Linux provides many debugging tools for system administrators and software developers. Strace is one such debugging tool that allows you to track all the system messages sent and received by a process. In this article, we will look at how to use strace command in Linux.
How to Use Strace Command in Linux
How to Install Strace Command in Linux
Open terminal and run the following command to install strace command in Linux.
$ sudo apt install strace
$ sudo yum install strace
Once it is installed, you can check its version with the following command.
$ strace --version
Use Strace Command
Here is the basic syntax to run strace command.
$ strace OPTIONS command
For example, here is how to use strace command to track shell script /home/ubuntu/test.sh
$ strace /home/ubuntu/test.sh
It will list all system calls made by your script. On the last line, if you see exit status as 0 it means the script ran without any error. If exit status is -1 then it means that there was an error in execution.
Use Strace to Count System Calls
If you want to only get a count of all system calls made by a particular command or script, use -c option.
$ strace -c /home/ubuntu/test.sh
Display Specific System Calls
Strace command allows you to specify which kind of messages to be displayed in the output, using -e option. Here are the commands to display read and write signal calls.
$ strace -e trace=write /home/ubuntu/test.sh $ strace -e trace=read /home/ubuntu/test.sh
Trace Network Calls
Similarly, you can also restrict strace to display network calls only. Here is an example to trace network call for command ‘ping 188.8.131.52 -c 4’
$ strace -e trace=network ping 184.108.40.206 -c 4
Trace Signal System Calls
Here is the command to display signal calls for command ‘ping 220.127.116.11 -c 4’.
$ strace -e trace=signal ping 18.104.22.168 -c 4
Print Timestamp of Each System Call
If you also want to print the timestamp of each system call, use -r option. As you can see below, it displays relative timestamp of each system call.
$ strace -r ping 22.214.171.124 -c 4 0.000000 execve("/bin/ping", ["ping", "126.96.36.199", "-c", "4"], 0x7ffddf653f60 /* 20 vars */) = 0 0.009818 access("/etc/suid-debug", F_OK) = -1 ENOENT (No such file or direc tory) 0.000182 brk(NULL) = 0x563bad79b000 0.000126 fcntl(0, F_GETFD) = 0 0.000114 fcntl(1, F_GETFD) = 0 0.000075 fcntl(2, F_GETFD) = 0 0.000075 access("/etc/suid-debug", F_OK) = -1 ENOENT (No such file or direc tory) ...

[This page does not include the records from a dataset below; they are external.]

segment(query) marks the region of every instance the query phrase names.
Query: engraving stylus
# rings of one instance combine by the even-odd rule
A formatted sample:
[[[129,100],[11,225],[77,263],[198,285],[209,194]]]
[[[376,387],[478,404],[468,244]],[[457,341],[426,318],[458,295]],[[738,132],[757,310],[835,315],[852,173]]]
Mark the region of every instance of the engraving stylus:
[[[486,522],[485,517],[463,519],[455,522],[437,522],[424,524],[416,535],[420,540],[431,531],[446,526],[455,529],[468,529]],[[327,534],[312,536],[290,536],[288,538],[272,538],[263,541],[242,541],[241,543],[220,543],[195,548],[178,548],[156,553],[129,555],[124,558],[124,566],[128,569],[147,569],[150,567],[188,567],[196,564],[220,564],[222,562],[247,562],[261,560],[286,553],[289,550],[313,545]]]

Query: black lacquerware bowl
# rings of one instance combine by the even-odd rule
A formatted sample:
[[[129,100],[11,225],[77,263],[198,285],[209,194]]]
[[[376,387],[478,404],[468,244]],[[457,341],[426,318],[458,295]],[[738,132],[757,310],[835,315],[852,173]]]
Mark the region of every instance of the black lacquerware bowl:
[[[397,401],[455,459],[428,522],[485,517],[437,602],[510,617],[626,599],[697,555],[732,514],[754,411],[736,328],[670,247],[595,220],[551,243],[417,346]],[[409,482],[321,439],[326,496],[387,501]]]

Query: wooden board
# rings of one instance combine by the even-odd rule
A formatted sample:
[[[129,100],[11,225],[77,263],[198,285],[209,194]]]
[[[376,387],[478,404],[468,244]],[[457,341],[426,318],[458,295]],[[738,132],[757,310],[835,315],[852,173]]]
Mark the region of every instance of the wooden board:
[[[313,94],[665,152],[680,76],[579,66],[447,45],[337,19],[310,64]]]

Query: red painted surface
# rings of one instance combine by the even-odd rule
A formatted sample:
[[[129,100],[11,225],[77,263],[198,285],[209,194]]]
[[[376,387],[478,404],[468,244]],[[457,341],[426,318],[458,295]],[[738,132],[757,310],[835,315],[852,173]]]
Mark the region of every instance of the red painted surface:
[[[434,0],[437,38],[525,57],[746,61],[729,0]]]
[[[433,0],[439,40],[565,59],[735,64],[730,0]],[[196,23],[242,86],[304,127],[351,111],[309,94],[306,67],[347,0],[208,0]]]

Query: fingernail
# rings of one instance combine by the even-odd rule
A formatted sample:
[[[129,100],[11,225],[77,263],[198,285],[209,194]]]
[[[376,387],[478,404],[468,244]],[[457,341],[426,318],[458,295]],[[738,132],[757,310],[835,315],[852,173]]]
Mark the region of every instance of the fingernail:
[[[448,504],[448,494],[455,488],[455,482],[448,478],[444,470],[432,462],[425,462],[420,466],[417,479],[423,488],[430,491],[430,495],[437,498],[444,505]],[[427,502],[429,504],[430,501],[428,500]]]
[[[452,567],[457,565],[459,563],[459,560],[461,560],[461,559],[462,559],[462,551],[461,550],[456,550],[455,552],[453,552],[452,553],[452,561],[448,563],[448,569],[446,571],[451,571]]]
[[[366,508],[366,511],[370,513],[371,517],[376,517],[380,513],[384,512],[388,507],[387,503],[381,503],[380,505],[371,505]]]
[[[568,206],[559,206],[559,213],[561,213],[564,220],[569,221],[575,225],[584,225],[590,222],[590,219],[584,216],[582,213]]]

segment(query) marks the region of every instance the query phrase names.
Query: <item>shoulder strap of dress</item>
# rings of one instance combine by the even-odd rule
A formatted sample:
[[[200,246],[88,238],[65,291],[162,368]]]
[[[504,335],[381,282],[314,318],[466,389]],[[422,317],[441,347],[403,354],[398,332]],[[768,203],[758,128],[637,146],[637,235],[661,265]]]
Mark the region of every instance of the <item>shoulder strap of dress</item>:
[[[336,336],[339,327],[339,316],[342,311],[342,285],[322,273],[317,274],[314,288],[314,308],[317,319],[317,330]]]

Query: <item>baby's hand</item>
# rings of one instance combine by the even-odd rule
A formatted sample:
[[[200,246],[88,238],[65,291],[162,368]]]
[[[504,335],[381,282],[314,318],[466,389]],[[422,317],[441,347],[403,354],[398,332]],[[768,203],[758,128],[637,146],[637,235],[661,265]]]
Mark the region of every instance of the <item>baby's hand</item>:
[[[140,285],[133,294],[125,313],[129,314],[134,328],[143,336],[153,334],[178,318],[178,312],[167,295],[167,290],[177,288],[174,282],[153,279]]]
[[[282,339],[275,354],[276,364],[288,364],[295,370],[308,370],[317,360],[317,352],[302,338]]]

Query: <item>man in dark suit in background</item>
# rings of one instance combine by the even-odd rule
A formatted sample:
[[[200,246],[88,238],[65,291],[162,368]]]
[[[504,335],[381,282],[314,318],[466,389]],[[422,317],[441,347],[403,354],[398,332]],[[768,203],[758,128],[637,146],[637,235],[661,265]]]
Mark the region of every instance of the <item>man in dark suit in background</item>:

Print Exact Time of Each System Call
If you want to display the exact time of each system call, then use the -t option.
$ strace -t /home/ubuntu/test.sh
Display Time Duration of Each System Call
If you want to print time duration of each system call then use -T option
$ strace -T /home/ubuntu/test.sh
Show Instruction Pointer
If you would like to see the instruction pointer for each system call, use the -i option.
$ strace -i /home/ubuntu/test.sh
Save Output of Strace Command
Finally, if you want to save the output of strace command simply use -o option followed by the file to which you want to save the output.
$ strace -o /home/ubuntu/syscall.txt /home/ubuntu/test.sh
In the above command we save the strace output to /home/ubuntu/syscall.txt file.
That’s it. In this article, we have learnt how to use strace command to trace the system calls made by a script, process or even a command in Linux. You can use these commands in all Linux distributions. It is a very useful command for software developers to easily debug their applications and fix issues quickly.